Kreis Siegen-Wittgenstein. Die SPD-Kreistagsfraktion hat in ihrer jüngsten Sitzung den im Februar gefassten Beschluss des Kreisausschusses zur Einführung eines Schülertickets in den Kreisen Siegen-Wittgenstein und Olpe noch einmal begrüßt. Dennoch sehen die Sozialdemokraten weiteren Handlungsbedarf.

Nach der bisherigen Beschlussfassung soll das Schülerticket zunächst nur für die Schülerinnen und Schüler allgemeinbildender Schulen – also der Grund- und der weiterführenden Schulen – eingeführt werden. Die in der Trägerschaft der Kreise stehenden Berufskollegs blieben damit bis auf Weiteres von der Einführung des Schülertickets ausgeschlossen.

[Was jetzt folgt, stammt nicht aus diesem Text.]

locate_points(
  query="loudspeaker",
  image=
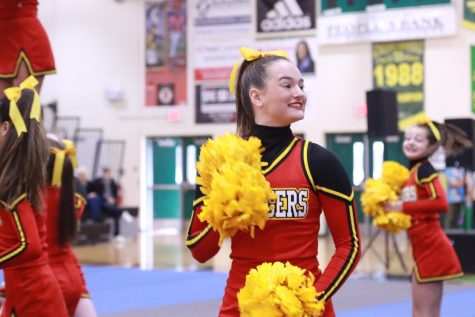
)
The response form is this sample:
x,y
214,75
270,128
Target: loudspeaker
x,y
467,158
382,113
463,244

„Dies halten wir zumindest im Hinblick auf die jungen Menschen, die an den Berufskollegs eine vollzeitschulische Ausbildung absolvieren, für völlig ungerecht“, erklärte dazu der SPD-Kreistagsabgeordnete und Landratskandidat Andreas Müller. Beispielhaft verwies Müller auf Kollegschülerinnen -schüler, die ein Berufsgrundschuljahr oder etwa eine kaufmännische Assistentenausbildung machen, die Fachoberschule, das Technische- oder das Wirtschaftsgymnasium besuchen.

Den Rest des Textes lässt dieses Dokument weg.